Russian PRIDE Heavyweight Champion Fedor Emelianenko is widely regarded as the greatest mixed martial arts fighter in the world. In short, he seems inhumanly strong and always comes to fight in shape. Further, Fedor demonstrates excellent takedowns, takedown defense, and technical striking skills ( look what he did to Mirko Cro Cop Filipovic in their August 8, 2005 encounter ).
Still, his real deal is ground and pound. If you have him in your guard and think you're safe, you're wrong. Dead wrong.
Brazilian PRIDE Middleweight Champion Wanderlei Silva is widely regarded as one of the greatest mixed martial arts fighters of all time. In short, he demonstrates good technical striking skills, hits very hard, and is known for using his legs, knees, and fists to inflict brutal damage upon his opponents.

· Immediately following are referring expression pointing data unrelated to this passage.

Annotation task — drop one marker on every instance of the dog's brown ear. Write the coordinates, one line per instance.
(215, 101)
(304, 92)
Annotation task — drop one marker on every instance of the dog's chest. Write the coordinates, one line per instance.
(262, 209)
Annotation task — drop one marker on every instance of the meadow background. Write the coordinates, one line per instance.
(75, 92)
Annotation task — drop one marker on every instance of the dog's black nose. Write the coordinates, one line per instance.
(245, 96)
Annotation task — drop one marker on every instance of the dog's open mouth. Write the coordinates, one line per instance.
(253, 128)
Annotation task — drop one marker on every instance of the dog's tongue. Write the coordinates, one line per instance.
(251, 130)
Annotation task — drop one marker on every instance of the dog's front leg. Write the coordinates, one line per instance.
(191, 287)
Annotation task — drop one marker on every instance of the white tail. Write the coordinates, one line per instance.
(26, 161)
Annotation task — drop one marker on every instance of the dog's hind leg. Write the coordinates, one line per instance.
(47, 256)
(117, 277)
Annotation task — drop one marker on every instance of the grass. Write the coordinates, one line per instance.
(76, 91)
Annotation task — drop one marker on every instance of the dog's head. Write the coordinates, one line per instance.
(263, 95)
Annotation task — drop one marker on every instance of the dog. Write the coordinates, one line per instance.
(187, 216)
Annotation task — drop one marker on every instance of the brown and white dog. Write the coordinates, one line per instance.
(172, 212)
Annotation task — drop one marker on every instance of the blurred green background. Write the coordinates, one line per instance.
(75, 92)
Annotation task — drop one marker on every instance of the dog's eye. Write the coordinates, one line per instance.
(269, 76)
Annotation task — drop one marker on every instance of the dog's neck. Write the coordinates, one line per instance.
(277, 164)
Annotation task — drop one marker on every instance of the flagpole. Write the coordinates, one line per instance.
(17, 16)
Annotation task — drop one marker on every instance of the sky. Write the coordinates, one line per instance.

His nickname - The Axe Murderer - probably says all you need to know.
American PRIDE Welterweight Champion Dan Henderson is an Olympic caliber wrestler. Hence, he has great takedowns, takedown defense, and ground control skills. In addition, he also has good technical striking skills and loads of power in his right hand. Henderson has something to prove, though, since losing to Kazuo Misaki at PRIDE: Bushido 12 in the welterweight Grand Prix tournament ( PRIDE fighters don't lose their belts if they are defeated while competing in a Grand Prix tournament ).
Japanese PRIDE Lightweight Champion Takanori Gomi is the best lightweight striker in the game. He has unbelievably fast reflexes and hits like a truck. Further, he has good takedown defense skills and has demonstrated the ability to submit fighters once they are put in a bad position from strikes.
So that's it for now. Look for updates to this article as they come about. And remember, the PRIDE Fighting Championships are a great venue. Check them out; you won't regret it!